As recently as this morning, she was called the most comprehensively qualified contender to run for office in years, an assessment with which few objective observers would disagree.

Perhaps the largest compliment Ms. Chardiet has earned entering the last week of the Hundred Day campaign is that months of probing have not uncovered a detectable weakness.

She has melded her quarter-century professional record with round-the-clock community volunteering for the past decade, throughout the school days and nights of her son and daughter.

Only when sleeping is she not volunteering or working for LAUSD.

She tells audiences about her hefty and unique skillset — career-long educator, teacher, administrator, budgeting mastermind, arch-collaborator, consensus-builder and second most important talent, she delivers results.

The School Board attracts a seasoned, accomplished, resumé-brimming master of the budget once every Ice Age. No one can remember the last one before Ms. Chardiet, veteran LAUSD grant administrator of an adult literacy program.

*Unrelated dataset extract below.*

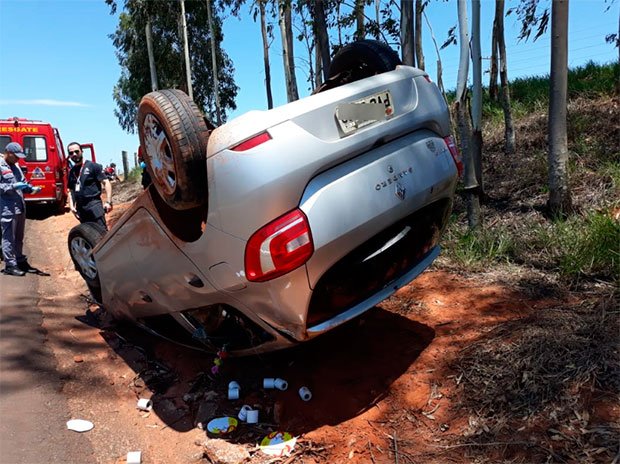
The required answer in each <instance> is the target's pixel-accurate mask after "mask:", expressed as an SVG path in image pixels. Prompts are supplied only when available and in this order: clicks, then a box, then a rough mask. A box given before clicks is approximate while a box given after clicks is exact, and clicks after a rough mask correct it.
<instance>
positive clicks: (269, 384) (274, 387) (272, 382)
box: [263, 378, 276, 389]
mask: <svg viewBox="0 0 620 464" xmlns="http://www.w3.org/2000/svg"><path fill="white" fill-rule="evenodd" d="M275 384H276V379H273V378H265V379H263V388H265V389H270V388H275V386H276V385H275Z"/></svg>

For the past 10 years, she has been working with the grant that she has built into a $15 million fund. For the past five years, on a part-time basis, she oversaw and grew the grant by $2 million. She was placed permanently in control of the grant program after becoming a School Board candidate.

“My principal responsibility,” Ms. Chardiet said, “is to establish goals and objectives, and then to work to make sure we meet them. I am talking about learning outcomes and core performances for 100,000 students achieving learning gains, getting their GED or their high school diploma or getting a job, or being able to retain their job or transitioning into career in technical education programs or post-secondary education programs.

“I have to fulfill the requirements of the grant.”

Ms. Chardiet leads a staff of 38, who work at school sites to implement the adult literacy program. “I manage them,” she said. “We have in-service days, training and meetings to make sure all of them are on target and understand what their goals are.

“Those people at the school sites are teacher-advisors to help teachers implement the program.”

Ms. Chardiet understands the fine print, the nuanced language, and she can expound for hours on her findings.

But expertise in numbers is a tough sell in a political campaign. Like trying to convince the judges of a beauty contest that an ugly entrant is ravishing on the inside.

Question: Besides owning a record for profitably handling multi-million dollar budgets, what other qualifications of yours match that for significance?

“I have a proven ability for solving problems, to assess and resolve problems. Certain members of the community are concerned about how the Capital Improvement funds will be spent. Besides deciding how much should be spent on each project, I bring an ability to analyze information and criteria to establish how much should be spent.”

What distinguishes you from your four rivals?

“The breadth and scope of my training and experience. That’s the biggest difference, along with my background in working with community members, and my ability to collaborate.”